I hope I didn't sound like I was knocking the GoPro idea, or your videos. I was just rattling off some things I've been thinking about as I've been playing with my own videos. As I said, I'd love to have a mounted camera like a GoPro as just one more addition to the stuff I lug around!


----------



## fallen513

Even though I said "meh", I've priced them now & would consider buying one just because I'm a fishing nut...a gear nut...a film nut.... so... it's only natural I buy more gear.


----------



## TheCream

fallen513 said:


> Even though I said "meh", I've priced them now & would consider buying one just because I'm a fishing nut...a gear nut...a film nut.... so... it's only natural I buy more gear.
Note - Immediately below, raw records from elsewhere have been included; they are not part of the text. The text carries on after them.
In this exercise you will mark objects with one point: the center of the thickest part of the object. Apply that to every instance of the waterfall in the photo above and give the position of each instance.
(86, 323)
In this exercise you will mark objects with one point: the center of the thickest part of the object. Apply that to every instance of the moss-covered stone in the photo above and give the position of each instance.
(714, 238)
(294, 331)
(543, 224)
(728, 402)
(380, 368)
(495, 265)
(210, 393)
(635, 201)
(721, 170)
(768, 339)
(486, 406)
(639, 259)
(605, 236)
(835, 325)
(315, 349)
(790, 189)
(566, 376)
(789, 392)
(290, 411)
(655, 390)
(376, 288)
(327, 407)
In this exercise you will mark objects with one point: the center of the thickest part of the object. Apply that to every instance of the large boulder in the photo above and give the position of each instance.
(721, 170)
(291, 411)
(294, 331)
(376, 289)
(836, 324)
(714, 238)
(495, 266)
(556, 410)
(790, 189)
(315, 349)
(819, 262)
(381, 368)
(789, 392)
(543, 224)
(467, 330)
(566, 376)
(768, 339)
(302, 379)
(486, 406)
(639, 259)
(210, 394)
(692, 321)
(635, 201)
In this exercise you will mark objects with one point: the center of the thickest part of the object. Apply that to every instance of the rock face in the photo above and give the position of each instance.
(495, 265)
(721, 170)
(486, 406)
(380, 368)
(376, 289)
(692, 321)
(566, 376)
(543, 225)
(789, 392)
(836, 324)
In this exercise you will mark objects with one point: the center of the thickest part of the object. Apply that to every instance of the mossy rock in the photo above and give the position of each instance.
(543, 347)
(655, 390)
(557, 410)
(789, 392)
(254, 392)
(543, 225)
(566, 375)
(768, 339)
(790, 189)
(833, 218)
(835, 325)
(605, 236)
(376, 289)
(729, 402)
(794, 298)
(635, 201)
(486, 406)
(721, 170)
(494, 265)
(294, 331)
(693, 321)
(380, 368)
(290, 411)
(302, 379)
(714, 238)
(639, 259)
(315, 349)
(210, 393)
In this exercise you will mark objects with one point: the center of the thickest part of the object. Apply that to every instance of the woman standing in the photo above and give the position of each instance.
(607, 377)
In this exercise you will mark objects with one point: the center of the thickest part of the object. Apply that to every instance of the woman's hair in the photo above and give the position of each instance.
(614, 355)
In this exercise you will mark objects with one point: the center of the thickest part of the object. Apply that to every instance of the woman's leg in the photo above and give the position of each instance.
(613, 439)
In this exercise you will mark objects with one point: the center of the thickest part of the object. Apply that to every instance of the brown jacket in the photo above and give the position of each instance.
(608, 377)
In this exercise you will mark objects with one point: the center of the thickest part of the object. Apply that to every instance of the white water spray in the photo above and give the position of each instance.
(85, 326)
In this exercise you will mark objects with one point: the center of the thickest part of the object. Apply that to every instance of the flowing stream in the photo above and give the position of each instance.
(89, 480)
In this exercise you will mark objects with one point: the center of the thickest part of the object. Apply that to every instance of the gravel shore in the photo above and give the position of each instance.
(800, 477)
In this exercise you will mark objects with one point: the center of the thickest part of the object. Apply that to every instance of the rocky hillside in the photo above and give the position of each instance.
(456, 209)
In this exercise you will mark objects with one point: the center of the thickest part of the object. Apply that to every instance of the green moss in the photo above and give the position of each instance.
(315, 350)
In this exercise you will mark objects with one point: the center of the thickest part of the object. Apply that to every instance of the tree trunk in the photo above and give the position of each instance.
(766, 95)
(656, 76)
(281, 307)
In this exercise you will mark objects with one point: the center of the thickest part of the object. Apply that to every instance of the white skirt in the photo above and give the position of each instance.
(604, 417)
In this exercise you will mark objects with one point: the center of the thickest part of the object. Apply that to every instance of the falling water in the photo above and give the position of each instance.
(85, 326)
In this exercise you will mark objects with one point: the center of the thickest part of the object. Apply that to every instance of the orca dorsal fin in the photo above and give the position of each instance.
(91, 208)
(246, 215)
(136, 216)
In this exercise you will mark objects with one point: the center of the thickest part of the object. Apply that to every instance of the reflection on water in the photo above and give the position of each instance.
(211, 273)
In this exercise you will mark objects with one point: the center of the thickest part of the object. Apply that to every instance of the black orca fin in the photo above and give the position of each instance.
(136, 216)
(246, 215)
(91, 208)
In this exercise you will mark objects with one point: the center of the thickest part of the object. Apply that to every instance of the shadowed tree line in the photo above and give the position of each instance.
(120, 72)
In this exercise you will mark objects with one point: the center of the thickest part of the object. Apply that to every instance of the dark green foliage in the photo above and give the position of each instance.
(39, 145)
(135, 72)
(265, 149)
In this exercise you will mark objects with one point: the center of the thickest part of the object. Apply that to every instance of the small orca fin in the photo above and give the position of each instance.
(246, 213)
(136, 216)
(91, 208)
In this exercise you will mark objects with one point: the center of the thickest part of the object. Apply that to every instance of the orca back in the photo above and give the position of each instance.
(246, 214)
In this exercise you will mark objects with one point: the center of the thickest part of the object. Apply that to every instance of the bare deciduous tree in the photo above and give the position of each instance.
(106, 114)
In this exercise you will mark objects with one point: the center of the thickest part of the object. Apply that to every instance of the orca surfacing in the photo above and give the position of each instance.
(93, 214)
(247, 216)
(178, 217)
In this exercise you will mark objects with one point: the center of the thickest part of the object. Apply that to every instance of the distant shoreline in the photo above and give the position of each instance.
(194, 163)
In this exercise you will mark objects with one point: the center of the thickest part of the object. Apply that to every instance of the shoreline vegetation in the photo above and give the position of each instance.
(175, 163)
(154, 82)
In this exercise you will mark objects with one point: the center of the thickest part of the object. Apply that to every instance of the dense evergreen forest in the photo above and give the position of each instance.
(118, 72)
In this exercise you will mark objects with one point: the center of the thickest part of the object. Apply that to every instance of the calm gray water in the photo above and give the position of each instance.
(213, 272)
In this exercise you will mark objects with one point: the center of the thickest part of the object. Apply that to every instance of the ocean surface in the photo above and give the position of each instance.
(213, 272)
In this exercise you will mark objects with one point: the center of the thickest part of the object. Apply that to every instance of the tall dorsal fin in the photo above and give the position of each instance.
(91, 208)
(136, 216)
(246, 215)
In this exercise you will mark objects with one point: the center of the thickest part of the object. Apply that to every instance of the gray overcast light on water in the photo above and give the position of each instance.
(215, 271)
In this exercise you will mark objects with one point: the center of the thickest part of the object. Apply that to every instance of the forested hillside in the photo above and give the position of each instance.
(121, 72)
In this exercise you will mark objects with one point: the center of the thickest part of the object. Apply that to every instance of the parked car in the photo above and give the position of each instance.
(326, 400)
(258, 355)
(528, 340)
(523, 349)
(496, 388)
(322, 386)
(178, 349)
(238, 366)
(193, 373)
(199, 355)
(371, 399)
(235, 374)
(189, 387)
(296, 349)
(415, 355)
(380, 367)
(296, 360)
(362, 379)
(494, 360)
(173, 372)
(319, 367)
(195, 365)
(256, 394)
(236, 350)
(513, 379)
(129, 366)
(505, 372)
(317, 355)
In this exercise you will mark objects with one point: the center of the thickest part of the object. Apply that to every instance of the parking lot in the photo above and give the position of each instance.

Ha, you should get into bowhunting if you're a gear nut. Or don't, if you like saving money.  I added it up one night in my head walking into the woods. Camera, stand, climbing sticks, bow, camo, etc...over $2,000 with me on one evening hunt. 

Andrew, I'm in complete agreement! Empty footage is bad enough when I am bass fishing, trying to film topwater strikes from my kayak. I'll usually roll for 15 minutes or so, if no takes, I delete that clip and start another one. That's where a hard drive camera comes in handy!


----------



## fallen513

TheCream said:


> Ha, you should get into bowhunting if you're a gear nut.


You should know better.


----------



## RIDGE_RUNNER91

fallen513 said:


> You should know better.


That picture brings back some memories :!


----------



## fallen513

Yes yes my friend. Many a foam deer hath died at our hands...and even a few real ones.


----------



## fallen513

That was shortly before my demise in the world of target archery.


----------



## TheCream

The foam deer just don't taste as good to me.


----------



## Guest

dagnab seth, you're a madman when it comes to fly flinging.


----------



## fallen513

Couple more shots of the pending world record:


----------



## Andrew S

My buddy Kierran took that first photo!

(You can link to his article via his blog: http://kierran.blogspot.com/2011/08/potential-world-record-striped-bass.html)


----------



## fallen513

Good morning on the water. My LMR fish have all been smaller this year, averaging 2-3 lbs.

4 1/2 lbr. above.

Biggest has been 6 lbs, still 7+ lbs. off of last year's best.

Ain't done yet though.


----------



## Andrew S

Very nice fish, and nice photos. 

Tough morning of carping for me - saw a lot of fish, but they seemed particularly spooky, and those that I did manage to put a fly to just didn't seem interested. Got one in very skinny water, which is fun, but that was the only one. Then the sky opened up. I took that as a sign that my fishing was over.


----------



## Intracoastal

Seth,

Awesome job, as always. Is your clouser all craft fur? Just curious.


----------



## fallen513

Thanks for the kind words. The fly order is hook point down, flashy rabbit fur dubbed base, white bucktail belly, turn fly over, red dub base, chartreuse craft fur, your choice of flash, chartreuse bucktail. If you replace all the chartreuse with white & add some peacock herl on the top it looks like a very transparent, generic minnow that you can bounce on the bottom.


----------



## fallen513

I have to be honest, the smallmouth _almost_ fought as hard as the line side. Look at those liiiiiiiines they're so hypnotizing.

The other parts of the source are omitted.